Ana la obedeció azotando la puerta. Una vez adentro, se sentó de nuevo a ver a
los ancianos corriendo y al volcán camaleón, que en ese momento era amarillo.
Aunque todavía hacía frío, abrió la ventana. Entraron el aire fresco y el ruido de
la ciudad despierta.
Ana miró la pista de atletismo. Le agradaba la gente anciana, especialmente sus
abuelos. Se divertía mucho cuando visitaba su casa, repleta de cosas extrañas. El
abuelo de Ana, después de una vida llena de aventuras en la que tuvo varios
oficios, desde hacía quince años se dedicaba a la artesanía. La casa de Ana
estaba llena de muebles y adornos de madera tallada. Sus manos eran muy
rasposas y gruñía para casi todo, pero ella siempre lo ablandaba.
—Abue, ¿de dónde es esa cantimplora viejita?
—Ay, niña, ¡pues de dónde va a ser! De cuando mi hermano mayor me llevó a
conocer a don Plutarco Elías Calles, un día antes de que el general Cárdenas lo
expulsara del país.
Siempre tenía historias de su pasado como marinero, repostero, gerente de banco
o poeta. Era tan buen narrador que ella se sentía parte de las historias que le
platicaba.
La abuela, en cambio, contaba siempre la misma historia. Ella era hija de un
hacendado.

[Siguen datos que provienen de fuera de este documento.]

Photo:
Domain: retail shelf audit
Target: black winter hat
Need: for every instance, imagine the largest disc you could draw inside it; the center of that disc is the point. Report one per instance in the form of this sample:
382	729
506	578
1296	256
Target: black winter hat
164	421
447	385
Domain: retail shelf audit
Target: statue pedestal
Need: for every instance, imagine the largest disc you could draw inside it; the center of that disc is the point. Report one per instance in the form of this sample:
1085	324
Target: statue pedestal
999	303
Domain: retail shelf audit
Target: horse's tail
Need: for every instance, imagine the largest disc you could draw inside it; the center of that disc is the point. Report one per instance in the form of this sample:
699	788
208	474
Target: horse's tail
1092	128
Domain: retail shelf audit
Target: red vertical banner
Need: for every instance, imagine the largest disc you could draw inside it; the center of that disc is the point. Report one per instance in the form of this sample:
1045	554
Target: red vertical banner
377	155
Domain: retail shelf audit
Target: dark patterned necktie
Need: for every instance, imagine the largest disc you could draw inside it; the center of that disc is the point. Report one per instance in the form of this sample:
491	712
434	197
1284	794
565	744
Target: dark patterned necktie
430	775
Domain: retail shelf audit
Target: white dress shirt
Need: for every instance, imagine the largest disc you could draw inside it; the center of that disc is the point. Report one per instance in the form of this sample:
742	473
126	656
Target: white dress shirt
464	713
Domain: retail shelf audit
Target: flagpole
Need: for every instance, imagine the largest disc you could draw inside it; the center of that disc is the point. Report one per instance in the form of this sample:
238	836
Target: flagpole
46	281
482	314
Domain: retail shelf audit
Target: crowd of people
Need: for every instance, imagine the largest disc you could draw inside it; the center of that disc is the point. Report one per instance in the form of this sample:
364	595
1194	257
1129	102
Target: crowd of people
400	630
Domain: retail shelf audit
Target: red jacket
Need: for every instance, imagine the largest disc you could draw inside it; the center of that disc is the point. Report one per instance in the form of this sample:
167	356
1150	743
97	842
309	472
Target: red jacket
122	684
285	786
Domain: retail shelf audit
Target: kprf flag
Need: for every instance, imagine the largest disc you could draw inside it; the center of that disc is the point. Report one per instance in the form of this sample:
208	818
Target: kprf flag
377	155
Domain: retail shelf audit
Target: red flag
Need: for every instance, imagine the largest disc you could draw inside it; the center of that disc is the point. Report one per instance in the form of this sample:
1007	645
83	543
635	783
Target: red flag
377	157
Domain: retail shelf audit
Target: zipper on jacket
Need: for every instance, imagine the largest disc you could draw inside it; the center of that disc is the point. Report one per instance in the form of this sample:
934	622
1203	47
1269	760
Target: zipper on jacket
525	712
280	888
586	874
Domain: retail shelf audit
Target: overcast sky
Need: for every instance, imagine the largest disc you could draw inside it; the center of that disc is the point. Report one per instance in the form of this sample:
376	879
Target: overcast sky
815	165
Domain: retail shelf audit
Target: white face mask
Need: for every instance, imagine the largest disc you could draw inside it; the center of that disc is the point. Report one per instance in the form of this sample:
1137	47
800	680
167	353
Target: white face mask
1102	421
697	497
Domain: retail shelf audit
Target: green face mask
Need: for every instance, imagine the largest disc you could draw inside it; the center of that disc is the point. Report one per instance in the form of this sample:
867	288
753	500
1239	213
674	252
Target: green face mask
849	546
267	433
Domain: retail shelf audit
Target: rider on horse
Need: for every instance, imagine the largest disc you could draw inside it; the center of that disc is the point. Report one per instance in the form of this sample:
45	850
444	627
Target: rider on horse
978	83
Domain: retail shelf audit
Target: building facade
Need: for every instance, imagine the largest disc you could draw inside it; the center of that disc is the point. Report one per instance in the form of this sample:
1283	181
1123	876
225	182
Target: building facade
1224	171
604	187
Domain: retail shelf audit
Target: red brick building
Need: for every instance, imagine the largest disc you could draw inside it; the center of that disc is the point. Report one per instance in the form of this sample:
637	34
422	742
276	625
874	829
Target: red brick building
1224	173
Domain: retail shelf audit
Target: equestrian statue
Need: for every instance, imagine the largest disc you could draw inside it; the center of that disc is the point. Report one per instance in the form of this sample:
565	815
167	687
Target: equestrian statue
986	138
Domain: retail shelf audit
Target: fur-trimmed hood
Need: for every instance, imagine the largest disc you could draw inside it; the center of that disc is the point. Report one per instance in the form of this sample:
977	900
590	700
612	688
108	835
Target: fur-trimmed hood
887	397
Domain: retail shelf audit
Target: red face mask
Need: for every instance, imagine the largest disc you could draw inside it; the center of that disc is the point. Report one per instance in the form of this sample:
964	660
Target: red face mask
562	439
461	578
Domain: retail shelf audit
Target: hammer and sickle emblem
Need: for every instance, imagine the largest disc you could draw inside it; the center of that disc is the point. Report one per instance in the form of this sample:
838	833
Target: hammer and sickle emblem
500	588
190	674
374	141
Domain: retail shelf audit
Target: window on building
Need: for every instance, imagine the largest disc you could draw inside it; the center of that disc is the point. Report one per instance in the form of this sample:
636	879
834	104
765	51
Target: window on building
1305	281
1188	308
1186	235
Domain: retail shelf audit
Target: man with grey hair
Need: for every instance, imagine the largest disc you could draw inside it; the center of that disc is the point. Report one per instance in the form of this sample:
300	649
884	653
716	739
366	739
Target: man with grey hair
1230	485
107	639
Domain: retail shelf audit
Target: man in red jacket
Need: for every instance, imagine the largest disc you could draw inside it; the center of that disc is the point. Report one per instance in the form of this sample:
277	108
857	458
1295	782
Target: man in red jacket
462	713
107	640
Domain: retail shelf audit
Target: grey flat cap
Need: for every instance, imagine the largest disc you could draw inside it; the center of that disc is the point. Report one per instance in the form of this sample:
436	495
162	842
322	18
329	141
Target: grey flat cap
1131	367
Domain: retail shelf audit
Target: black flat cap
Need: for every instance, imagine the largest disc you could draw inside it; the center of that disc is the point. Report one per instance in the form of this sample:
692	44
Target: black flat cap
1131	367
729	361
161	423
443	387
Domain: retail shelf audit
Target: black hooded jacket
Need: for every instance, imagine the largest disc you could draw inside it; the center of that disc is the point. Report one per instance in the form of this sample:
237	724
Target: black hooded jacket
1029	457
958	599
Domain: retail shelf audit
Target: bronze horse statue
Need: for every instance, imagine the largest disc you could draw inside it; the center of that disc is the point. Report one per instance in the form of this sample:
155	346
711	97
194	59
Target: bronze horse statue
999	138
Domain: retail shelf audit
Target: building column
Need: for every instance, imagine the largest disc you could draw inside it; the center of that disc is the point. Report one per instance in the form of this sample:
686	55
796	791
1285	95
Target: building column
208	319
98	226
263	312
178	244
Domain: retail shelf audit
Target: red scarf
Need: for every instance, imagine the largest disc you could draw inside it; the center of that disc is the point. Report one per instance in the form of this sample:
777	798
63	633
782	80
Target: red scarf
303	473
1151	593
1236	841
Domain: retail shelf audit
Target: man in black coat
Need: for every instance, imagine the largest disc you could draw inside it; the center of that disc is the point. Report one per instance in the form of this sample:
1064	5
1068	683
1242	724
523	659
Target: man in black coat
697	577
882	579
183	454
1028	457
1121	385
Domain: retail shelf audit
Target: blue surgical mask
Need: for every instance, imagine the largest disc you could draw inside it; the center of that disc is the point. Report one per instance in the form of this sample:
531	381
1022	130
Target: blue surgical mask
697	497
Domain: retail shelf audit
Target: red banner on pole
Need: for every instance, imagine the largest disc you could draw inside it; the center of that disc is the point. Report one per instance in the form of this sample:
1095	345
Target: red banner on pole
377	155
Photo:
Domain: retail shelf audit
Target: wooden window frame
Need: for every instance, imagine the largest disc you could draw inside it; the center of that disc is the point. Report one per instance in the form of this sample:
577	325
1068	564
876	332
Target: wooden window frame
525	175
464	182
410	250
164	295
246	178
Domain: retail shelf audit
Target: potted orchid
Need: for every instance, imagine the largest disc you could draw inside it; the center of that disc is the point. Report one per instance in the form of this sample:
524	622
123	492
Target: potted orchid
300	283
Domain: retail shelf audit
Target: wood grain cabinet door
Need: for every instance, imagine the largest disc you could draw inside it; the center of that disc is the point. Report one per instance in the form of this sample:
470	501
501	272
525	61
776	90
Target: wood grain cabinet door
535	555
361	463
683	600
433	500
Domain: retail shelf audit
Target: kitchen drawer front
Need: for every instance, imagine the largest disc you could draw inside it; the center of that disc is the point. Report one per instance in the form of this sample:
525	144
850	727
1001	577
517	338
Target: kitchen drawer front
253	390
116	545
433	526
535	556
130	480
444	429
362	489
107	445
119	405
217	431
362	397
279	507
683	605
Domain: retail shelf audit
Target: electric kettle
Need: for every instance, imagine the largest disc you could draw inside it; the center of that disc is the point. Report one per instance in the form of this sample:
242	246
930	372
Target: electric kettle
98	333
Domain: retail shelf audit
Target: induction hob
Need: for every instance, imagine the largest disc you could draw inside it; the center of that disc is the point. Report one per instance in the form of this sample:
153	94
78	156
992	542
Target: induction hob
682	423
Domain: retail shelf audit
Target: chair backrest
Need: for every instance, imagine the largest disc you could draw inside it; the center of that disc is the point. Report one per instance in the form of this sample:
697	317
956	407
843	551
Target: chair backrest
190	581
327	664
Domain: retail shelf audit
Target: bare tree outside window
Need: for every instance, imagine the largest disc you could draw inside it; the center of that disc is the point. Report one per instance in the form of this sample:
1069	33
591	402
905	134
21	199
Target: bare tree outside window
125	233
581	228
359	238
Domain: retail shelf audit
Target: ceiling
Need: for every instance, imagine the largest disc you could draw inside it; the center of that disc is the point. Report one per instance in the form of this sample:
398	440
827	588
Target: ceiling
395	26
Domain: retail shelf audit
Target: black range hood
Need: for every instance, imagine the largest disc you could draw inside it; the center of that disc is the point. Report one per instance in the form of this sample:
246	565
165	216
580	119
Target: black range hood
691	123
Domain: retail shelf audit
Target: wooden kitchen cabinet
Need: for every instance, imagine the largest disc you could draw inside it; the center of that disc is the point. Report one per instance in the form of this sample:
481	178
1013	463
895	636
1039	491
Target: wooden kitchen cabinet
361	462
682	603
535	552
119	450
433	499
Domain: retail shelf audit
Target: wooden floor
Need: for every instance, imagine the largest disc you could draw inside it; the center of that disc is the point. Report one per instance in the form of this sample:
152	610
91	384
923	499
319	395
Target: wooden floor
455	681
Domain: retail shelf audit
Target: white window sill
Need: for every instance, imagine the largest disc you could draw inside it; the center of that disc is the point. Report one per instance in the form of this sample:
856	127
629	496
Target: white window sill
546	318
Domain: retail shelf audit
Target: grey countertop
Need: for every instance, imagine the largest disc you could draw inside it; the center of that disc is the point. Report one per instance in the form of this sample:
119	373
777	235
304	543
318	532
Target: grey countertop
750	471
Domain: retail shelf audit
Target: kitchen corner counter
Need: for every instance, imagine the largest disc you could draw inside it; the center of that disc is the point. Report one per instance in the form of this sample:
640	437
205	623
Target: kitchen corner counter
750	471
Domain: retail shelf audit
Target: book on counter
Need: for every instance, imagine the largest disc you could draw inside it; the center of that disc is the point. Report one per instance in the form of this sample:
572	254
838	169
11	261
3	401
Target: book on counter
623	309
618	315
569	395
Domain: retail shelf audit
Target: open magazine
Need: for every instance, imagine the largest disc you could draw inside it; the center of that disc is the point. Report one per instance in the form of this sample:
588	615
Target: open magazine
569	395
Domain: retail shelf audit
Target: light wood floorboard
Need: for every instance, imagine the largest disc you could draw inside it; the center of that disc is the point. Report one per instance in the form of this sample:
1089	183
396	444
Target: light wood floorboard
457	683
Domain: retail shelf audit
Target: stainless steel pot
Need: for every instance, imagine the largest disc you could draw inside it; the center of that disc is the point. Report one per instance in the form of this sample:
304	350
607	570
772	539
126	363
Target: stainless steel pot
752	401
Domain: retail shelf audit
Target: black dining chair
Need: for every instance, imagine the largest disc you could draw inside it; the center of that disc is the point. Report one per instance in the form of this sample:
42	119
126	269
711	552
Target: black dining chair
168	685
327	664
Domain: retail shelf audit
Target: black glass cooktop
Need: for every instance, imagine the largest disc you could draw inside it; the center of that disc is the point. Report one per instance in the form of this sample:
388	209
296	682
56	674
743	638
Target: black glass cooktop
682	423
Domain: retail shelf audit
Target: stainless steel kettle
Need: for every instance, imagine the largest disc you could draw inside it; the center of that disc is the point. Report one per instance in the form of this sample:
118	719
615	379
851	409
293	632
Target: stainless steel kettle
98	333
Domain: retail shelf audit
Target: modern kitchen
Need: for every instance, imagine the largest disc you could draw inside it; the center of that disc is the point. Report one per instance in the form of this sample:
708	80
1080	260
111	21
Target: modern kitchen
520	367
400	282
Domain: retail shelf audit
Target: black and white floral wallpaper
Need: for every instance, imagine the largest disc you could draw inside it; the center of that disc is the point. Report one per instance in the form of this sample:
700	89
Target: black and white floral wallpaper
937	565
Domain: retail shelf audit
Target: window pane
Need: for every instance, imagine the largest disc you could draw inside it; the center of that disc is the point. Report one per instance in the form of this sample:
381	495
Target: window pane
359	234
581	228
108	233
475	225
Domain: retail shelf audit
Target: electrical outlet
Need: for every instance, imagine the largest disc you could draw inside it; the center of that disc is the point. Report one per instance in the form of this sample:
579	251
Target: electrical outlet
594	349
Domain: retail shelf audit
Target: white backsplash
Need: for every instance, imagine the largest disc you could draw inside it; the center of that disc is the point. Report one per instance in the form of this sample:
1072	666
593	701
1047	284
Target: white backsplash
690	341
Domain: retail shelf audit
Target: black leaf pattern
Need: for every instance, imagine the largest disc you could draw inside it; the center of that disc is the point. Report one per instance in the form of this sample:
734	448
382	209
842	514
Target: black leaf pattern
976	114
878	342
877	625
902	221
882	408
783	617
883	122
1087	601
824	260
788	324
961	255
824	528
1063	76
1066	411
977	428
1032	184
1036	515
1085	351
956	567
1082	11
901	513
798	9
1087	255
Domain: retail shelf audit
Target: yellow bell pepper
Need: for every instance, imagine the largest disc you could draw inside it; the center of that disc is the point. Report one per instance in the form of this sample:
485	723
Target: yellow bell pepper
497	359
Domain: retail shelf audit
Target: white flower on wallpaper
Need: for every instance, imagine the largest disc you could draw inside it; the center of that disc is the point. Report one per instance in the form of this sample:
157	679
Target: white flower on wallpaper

Cuando se enamoró del abuelo se enfrentó a sus padres
conservadores.
—Hubo hasta balazos —le decía a Ana—. Pero tu abuelo siempre fue un
caballero, supo cómo ganarse a mis padres, que en paz descansen.
Ana estaba convencida de que la abuela misma fue en realidad quien aplacó a los
bisabuelos, pues conocía su gran poder de convencimiento. Toda su vida había
sido maestra de primaria, hasta hacía poco, cuando se jubiló. Cuando Ana
visitaba a sus abuelos, comían, ella hacía la tarea y platicaba con ambos.